Looking Back At One Of The Vita’s Best Games

editorials by Sean Halliday

The Playstation Vita was never know for having a rich library of first party exclusives. Sony’s neat handheld had all the tools to go onto great things, but it never quite reached it’s potential.

During the early days, Sony were happy to try and bring big name franchises to the Vita. The likes of Assassin’s Creed Liberation and Little Big Planet proved to transition quite well, first person titles were another story.

The Call of Failure

Call of Duty: Black Ops Declassified represented the boldest attempt to bring console quality first person shooter action to a handheld. With a fair amount of marketing, and even a console bundle, Sony placed faith into Black Ops Declassified. The end result was far from desired. Almost every aspect of the game fell flat on its face.

Awful AI, fiddly controls, no narrative and utterly uninspired gameplay resulted in Call of Duty: Black Ops Declassified becoming a utter failure. A few months prior to Call of Duty, Resistance: Burning Skies was released. While the controls were solid, a mixture of generic gameplay and repetitive level design left the Vita still longing for that console quality first person shooter. Resistance wasn’t the last first party shooter to appear on the Vita.

A New Hope

A year later, Guerrilla Games released Killzone: Mercenary. A spin off from Sony’s flagship first person shooter franchise, Mercenary was a stripped down and condensed formula of the console counter-part. After two disappointing big name shooters, and a few barren months, Mercenary didn’t just meet expectations, it shattered them.

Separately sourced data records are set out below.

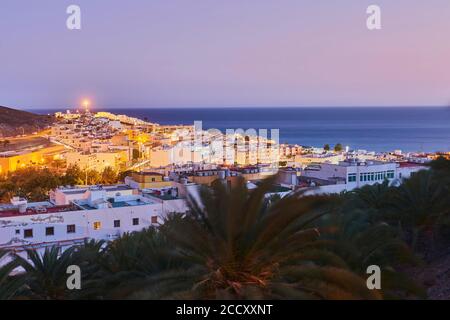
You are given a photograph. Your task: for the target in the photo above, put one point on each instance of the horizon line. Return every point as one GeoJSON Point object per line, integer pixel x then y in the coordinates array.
{"type": "Point", "coordinates": [223, 107]}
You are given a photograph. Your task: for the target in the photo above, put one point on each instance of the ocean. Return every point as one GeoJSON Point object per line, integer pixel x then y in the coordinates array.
{"type": "Point", "coordinates": [413, 129]}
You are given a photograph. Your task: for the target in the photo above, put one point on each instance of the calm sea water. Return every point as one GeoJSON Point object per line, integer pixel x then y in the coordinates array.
{"type": "Point", "coordinates": [378, 129]}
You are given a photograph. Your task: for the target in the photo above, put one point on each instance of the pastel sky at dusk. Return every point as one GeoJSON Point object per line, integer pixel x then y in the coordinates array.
{"type": "Point", "coordinates": [224, 53]}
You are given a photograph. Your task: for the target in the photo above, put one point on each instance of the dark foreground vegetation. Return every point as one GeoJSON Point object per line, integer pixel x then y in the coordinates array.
{"type": "Point", "coordinates": [236, 244]}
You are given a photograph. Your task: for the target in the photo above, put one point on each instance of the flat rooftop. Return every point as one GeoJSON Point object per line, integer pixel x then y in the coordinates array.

Killzone has always seemed to suffer from something of an image problem. After being marketed as a Halo killer, the franchise began to hit its stride after the release of Killzone 2. Guerrilla games improved the even further, producing the wonderful Killzone 3 back in early 2011.

The tightness of the controls and simplicity of the action, partnered with Guerrilla’s ability to make the most of Sony’s hardware, allowed the foundations of Mercenary to be set.

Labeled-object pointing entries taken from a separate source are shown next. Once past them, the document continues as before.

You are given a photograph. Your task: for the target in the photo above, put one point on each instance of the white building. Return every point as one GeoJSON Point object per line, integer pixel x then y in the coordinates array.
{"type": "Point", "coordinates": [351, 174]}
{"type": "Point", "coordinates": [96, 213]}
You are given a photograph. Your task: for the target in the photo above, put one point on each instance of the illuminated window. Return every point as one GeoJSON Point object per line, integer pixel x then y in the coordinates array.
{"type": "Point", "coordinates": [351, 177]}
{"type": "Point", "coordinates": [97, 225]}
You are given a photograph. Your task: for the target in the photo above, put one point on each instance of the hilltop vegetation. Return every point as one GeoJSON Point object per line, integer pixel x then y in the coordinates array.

Unfortunately, Killzone: Mercenary went under the radar. A lack of marketing, and low sales for the Vita, left the Guerrilla’s quality first person shooter firmly in the shadows. It’s honestly a great shame, for a system that is known for never truly hitting its stride, it certainly had a number of under appreciated gems. Mercenary stands tall and proud among these gems.

Tight controls, that also make use of the Vita’s various features, combined with intense action allowed Mercenary to flourish. The pick-up-and-play gameplay worked perfectly on Sony’s hardware, feeding into the games fast faced action.


Even though it was on a much smaller scale, Mercenary possessed all the qualities of modern shooters. A well rounded cover system, customizable loads outs and online multiplayer all formed the backbone of the experience.


Guerrilla’s work and obvious dedication into making a quality Killzone experience is clear to see. Mercenary worked from a point scoring system, with players earning money for doing just about everything. Kills, picking up items, blowing stuff up, it all results in the player having money thrown at them. The money earned can be exchanged for weapons, armour and various gadgets, granting Mercenary a neat level of depth.

The Vita purrs with confidence, displaying the power it poses in each of Mercenary’s levels. The visual quality on display really does make for some impressive imagery, and even better set pieces.


Character models move smoothly, while maintaining that distinct Killzone aesthetic. Textures shine with the industrial tones the franchise is known for, all while the splashes of Blade Runner-esque lighting seep into the backdrop.

So Close, Yet So Far

Mercenary was, and still is, one of the Vita’s proudest moments. The accumulation of talent, craft and appreciation for the platform. Guerrilla had created the first true top quality first person shooter experience on a handheld system.

Even though the plot is pretty much non-existent, the replay value achieved through scoreboards and multiplayer makes up for campaign that climaxes around 5-6 hours in.

Even in 2017, Mercenary is still worth playing. Witnessing the power of the PS Vita, experiencing the craft of Guerrilla Games, engaging with a fantastic video game experience, this is what Killzone : Mercenary is all about . You should play this game.